C/C++ Compiler Optimization

By Matthew Wilson, May 01, 2004

Squeezing the maximum execution speed from C/C++ compilers requires an understanding of optimization switches.

May04: C/C++ Compiler Optimization

Focusing on speed

Matthew is a software-development consultant for Synesis Software, creator of the STLSoft libraries, and author of Imperfect C++ (Addison-Wesley, 2004). He can be contacted via http://stlsoft.org/.

In "Comparing C++ Compilers" (DDJ, October 2003), I compared leading Win32 C/C++ compilers against several criteria, including build size, build speed, and execution speed. In this article, I focus exclusively on execution speed. Because the performance of template code is something that is of particular interest to me—and modern C++ practice involves templates to a significant degree—most of the tests performed involve templates. However, there are also two C tests, for reasons that will be explained shortly.

I built all executables with each compiler's maximum speed optimization settings (see Table 1), as far as each allows for the target architecture—Pentium 4—of my test machine. The source and makefiles are available electronically (see "Resource Center," page 5).

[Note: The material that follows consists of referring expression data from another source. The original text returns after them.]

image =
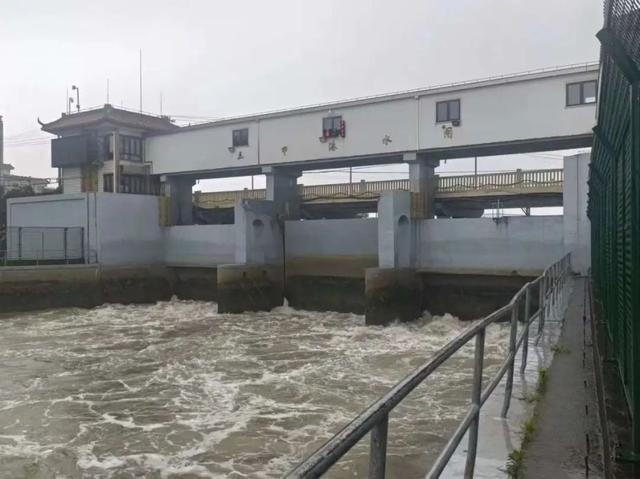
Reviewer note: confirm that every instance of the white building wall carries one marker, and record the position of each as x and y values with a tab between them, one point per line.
71	180
523	245
507	112
199	245
504	110
128	229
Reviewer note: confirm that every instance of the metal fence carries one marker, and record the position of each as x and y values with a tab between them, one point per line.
614	197
552	290
44	245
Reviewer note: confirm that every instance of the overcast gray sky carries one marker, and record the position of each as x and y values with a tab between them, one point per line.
214	58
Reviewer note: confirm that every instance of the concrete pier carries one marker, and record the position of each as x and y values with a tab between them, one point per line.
249	287
392	294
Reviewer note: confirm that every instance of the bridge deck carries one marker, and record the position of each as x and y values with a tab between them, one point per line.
520	183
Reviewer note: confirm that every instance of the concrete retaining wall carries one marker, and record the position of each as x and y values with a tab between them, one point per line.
119	229
199	245
515	245
341	248
326	262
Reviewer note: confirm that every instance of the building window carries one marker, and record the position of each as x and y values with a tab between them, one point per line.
333	127
240	137
582	93
448	110
135	184
131	148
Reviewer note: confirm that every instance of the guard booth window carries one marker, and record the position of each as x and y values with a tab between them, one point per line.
448	110
240	137
131	148
582	93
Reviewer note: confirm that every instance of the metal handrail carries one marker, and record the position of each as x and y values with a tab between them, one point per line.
375	419
48	256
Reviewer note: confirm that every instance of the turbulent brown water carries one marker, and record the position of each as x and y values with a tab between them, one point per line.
175	390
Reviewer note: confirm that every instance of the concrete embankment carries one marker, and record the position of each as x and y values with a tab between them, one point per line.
28	288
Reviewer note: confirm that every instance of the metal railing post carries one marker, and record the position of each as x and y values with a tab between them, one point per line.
525	341
378	450
476	393
512	357
541	305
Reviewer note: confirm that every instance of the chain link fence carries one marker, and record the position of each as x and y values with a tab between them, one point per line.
614	197
43	245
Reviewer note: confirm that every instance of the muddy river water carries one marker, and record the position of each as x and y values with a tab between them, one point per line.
175	390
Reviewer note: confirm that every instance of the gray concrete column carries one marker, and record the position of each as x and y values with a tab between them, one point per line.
396	232
282	190
393	291
576	224
422	184
256	281
179	191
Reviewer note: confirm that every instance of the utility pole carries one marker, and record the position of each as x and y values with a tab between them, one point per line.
475	172
73	87
1	144
141	80
350	180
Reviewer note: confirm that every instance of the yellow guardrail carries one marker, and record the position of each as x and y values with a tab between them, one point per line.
512	182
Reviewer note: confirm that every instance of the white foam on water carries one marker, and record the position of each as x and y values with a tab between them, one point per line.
175	388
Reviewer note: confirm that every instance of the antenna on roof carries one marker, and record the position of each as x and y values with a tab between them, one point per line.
141	80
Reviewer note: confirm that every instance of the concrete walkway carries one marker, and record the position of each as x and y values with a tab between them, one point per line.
566	443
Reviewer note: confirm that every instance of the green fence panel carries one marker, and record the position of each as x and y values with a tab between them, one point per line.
614	199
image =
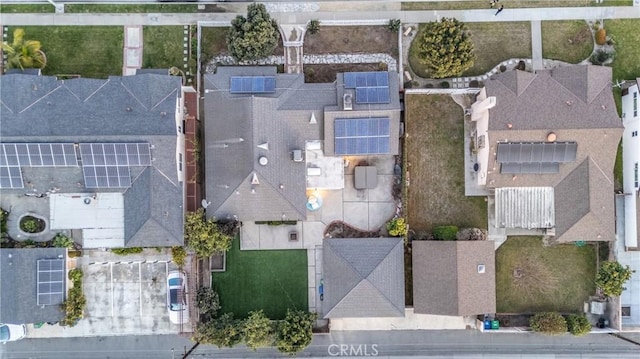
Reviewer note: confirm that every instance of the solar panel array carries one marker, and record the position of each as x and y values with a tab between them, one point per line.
253	84
11	177
371	87
51	281
16	155
106	165
361	136
535	157
38	154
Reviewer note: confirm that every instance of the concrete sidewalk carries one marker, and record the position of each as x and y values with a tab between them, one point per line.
337	17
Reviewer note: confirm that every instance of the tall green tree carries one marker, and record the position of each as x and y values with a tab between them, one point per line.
258	330
295	331
446	48
24	54
204	235
253	37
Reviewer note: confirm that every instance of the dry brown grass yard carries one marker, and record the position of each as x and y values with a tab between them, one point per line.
351	39
435	162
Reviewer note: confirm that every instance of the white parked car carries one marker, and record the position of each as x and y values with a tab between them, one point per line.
177	297
12	332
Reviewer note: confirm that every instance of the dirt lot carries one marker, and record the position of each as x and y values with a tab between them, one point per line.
352	39
435	162
327	73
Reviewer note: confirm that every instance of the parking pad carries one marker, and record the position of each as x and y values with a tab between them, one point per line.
126	298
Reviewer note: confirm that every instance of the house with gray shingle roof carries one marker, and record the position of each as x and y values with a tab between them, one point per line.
456	278
23	300
545	146
269	137
105	155
363	277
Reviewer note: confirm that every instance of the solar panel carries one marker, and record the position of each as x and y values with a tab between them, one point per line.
38	154
115	154
366	79
11	177
537	152
253	84
361	136
106	176
51	281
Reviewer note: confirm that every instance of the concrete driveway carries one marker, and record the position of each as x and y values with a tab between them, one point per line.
126	295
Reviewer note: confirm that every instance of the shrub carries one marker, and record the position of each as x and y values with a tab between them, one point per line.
445	233
257	330
178	255
394	25
253	37
208	303
75	275
29	225
76	301
295	332
397	227
223	332
62	241
313	27
600	57
445	48
578	325
601	36
127	250
548	323
611	278
204	235
3	222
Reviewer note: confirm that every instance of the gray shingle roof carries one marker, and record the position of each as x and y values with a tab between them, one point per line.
576	104
18	285
446	279
237	124
363	277
137	108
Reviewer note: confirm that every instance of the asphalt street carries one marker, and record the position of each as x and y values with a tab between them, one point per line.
433	344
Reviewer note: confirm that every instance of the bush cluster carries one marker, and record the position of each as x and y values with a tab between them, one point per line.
601	36
578	325
548	323
445	233
76	301
126	250
179	256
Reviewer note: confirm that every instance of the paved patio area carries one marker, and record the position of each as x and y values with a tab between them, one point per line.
411	321
126	295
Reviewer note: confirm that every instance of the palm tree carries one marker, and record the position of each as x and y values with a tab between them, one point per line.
24	53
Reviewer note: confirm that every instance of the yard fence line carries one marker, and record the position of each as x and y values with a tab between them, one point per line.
463	91
130	262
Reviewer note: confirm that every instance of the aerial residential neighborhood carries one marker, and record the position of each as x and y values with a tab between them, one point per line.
357	178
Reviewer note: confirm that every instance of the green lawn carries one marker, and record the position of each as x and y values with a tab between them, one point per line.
163	47
90	51
569	41
138	8
626	65
493	42
214	42
532	278
475	4
273	281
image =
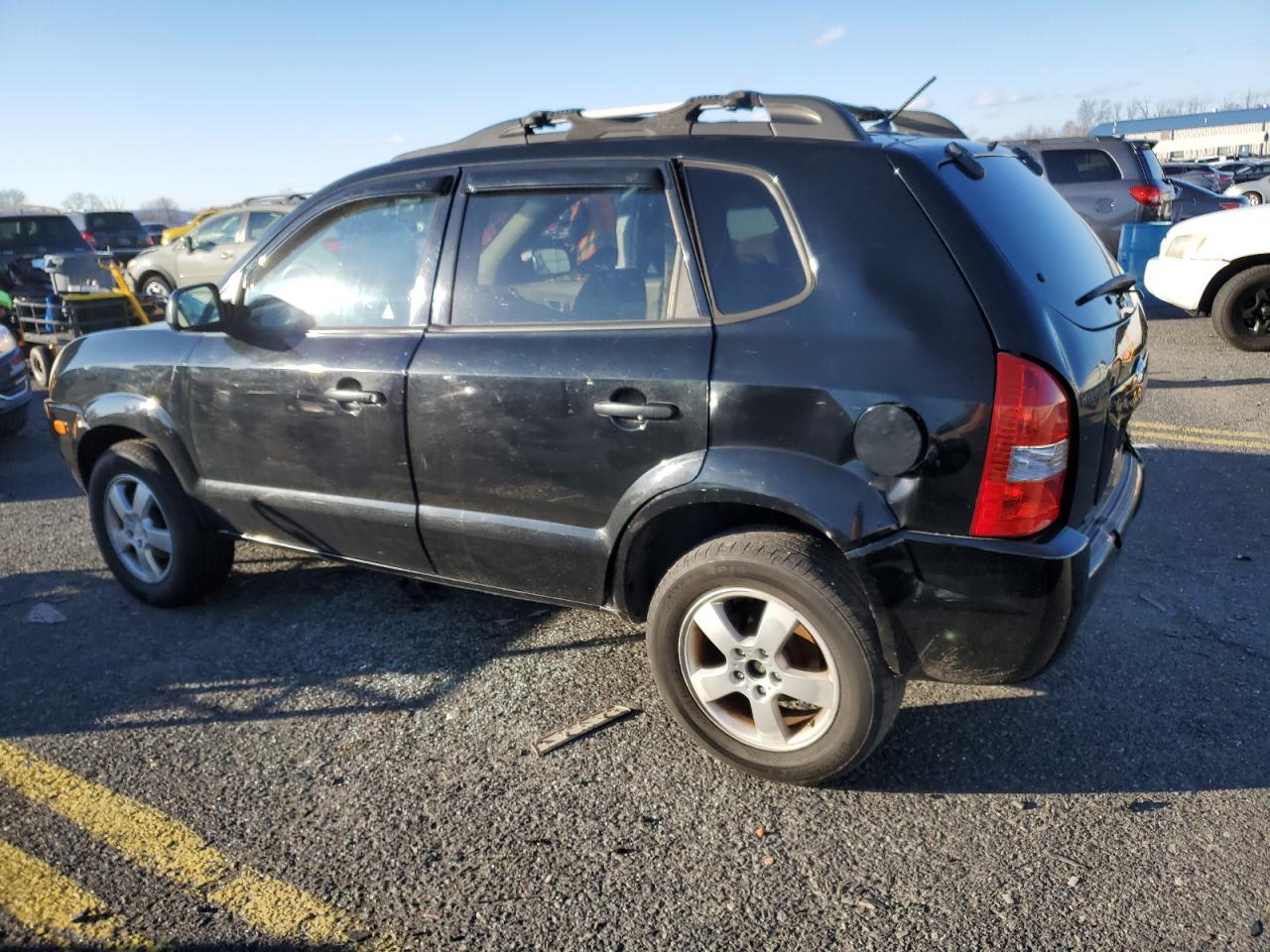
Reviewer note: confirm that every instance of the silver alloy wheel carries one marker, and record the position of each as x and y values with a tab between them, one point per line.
758	669
137	529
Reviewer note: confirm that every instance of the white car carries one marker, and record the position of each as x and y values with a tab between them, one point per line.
1219	264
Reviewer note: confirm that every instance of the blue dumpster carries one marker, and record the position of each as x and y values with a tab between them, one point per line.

There are a couple of issues that need to be addressed from the previous article. First, I made two errors (see http://synesis .com.au/resources/articles/errata/ddj200310.html), the first being that, when I did the Dhrystone test, most of the compilers were optimized for space rather than speed. I don't have any explanation for this; it was not my intention, rather a regrettable oversight. The second misstep was that I failed to apply the -ox flag, in addition to -ot, for the Watcom compiler. This one was plain ignorance, and I thank the chaps from the Open Watcom organization (http://www.openwatcom.org/) for helping me see clearly through the perplexing array of optimization options.

The second issue is that some of the scenarios had been built for size, and their speeds were tested. This was fair in the context of the previous article, since I was examining a raft of compiler characteristics, and optimization for space is a legitimate option that is often advised as the best policy for large systems. However, this message was not well expressed in the article, as I received several e-mails taking me to task on the issue. Furthermore, in hindsight of the tests run in this article, the abilities of compilers to provide good speed as a byproduct of size optimization are known to vary considerably. Some of the scenarios here are the same as those from the previous article, but when optimized for speed, the results for some compilers differ markedly. For others, they are pretty much the same.

Another difference is that the set of compilers to be examined has changed, reflecting changes in the industry over the last six months. Borland 5.6.4 (C++ BuilderX) is used instead of Version 5.6 (C++ Builder 6). Digital Mars is now at 8.38, rather than 8.34. I use the new Intel 8.0 rather than 7.0. Open Watcom is 1.2, rather than 1.0.

I've dropped Visual C++ 7.0 because it's an unnecessary enhancement to Version 6.0 when you consider that the excellent Version 7.1 is available for free as part of the .NET SDK.

Comeau 4.3.3 is now featured, though Comeau still does not yet officially support Win32. Despite this, I felt it was important to include it because it is the only 100-percent standard conforming compiler currently available. Also note that I have used it with the Visual C++ 6.0 back end. This means that some aspects of the performance may reflect that of Visual C++ 6.0 rather than Comeau's innate abilities. This is an artifact of the Comeau architecture and its reliance on a back-end compiler, and not something we can (expect to) do anything about other than to employ a different back-end compiler. However, if you're a Comeau user on Win32, one thing you might want to do is to e-mail the vendor about developing Intel back-end compatibility, as Comeau is a demand-driven (and very responsive) vendor. Note that Comeau uses the Visual C++ 6.0 runtime libraries and Intel uses the Visual C++ 7.1 runtime libraries.

Tests

There are two tests that are exclusively or primarily C only—Dhrystone and zlib, which I also featured in the previous article.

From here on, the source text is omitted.